This stamp from Latvia seemed to fit the stylish clothing theme, but it wasn't immediately clear what. I thought sashes, at first. Actually it's MITTENS!
Part of a series that was issued from 2002 - 2005 (and I now desperately wish I had the whole set) and each stamp shows costumes and particular mitten designs of different ethnic regions in Latvia - here Lībieši.
Each pair features a unique design, utilizing a wide variety of traditional colors, patterns and symbols. For Latvians, mittens are much more than a way to warm your hands. Every ethnographic Latvian mitten tells a story, marks an anniversary and represents a specific region in Latvia. Some mitten designs are specially intended for weddings or other special events. There is even a rich tradition of folkloric etiquette associated with the wearing, storing and displaying of mittens.

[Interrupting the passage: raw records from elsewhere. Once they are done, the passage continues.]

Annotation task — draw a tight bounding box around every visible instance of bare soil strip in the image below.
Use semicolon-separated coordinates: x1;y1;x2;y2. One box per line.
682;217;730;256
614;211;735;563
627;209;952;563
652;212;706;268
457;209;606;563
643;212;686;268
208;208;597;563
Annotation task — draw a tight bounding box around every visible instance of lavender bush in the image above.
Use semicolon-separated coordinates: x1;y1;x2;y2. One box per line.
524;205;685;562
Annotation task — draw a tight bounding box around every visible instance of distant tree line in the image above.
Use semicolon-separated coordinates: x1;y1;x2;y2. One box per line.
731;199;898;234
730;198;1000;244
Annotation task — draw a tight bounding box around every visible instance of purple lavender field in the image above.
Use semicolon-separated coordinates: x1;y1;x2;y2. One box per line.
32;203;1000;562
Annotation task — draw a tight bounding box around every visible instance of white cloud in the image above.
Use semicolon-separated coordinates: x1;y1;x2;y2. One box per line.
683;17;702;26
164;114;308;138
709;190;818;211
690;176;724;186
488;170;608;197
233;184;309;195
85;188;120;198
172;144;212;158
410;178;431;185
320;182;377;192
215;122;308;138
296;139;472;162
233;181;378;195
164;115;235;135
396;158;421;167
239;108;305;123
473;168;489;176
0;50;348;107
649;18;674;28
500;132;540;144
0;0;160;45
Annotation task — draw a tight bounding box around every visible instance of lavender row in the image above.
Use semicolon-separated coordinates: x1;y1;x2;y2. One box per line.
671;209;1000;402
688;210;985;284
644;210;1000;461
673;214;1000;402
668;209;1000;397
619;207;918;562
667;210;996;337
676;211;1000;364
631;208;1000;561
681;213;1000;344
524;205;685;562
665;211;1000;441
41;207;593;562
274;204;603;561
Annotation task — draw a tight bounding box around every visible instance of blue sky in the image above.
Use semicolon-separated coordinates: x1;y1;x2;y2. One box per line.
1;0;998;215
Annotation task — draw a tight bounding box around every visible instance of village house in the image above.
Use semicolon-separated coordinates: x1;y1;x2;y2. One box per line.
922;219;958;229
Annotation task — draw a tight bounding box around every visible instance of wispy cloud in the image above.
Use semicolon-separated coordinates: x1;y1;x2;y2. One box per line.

I did not know that Latvia was famous for the fact that archaeologists had found the oldest mittens - dated from about 1,000 years ago. Although the mittens were made for warmth, they also played a decorative role. By fastening them behind the waistband, they were worn in summer as a bijouterie and adornment. For several centuries they were the main form of gift and endowed with magical significance.
These mittens are shaped like a gauntlet and not fitted at the wrist. This is partly a fashion preference, but also to accommodate the complete pattern repetition. They are made using several double pointed needles in a dense gauge. I am not a knitter, but from my research I gather these are not particularly easy to make. For starters, the patterns often only include a fragment of the design - and you repeat until you get to the top and gradually taper to a point. For another, the design is continuous and encircles the hand, including the thumb, which appears indistinguishable from the main body of the mitten.
For the 2006 NATO Summit held in Latvia, hundreds of men and women, aged from 30 - 86, knitted 4,500 pairs of mittens - each one different - as souvenirs for the delegates and media representatives and perhaps helped create a surge of interest in this craft.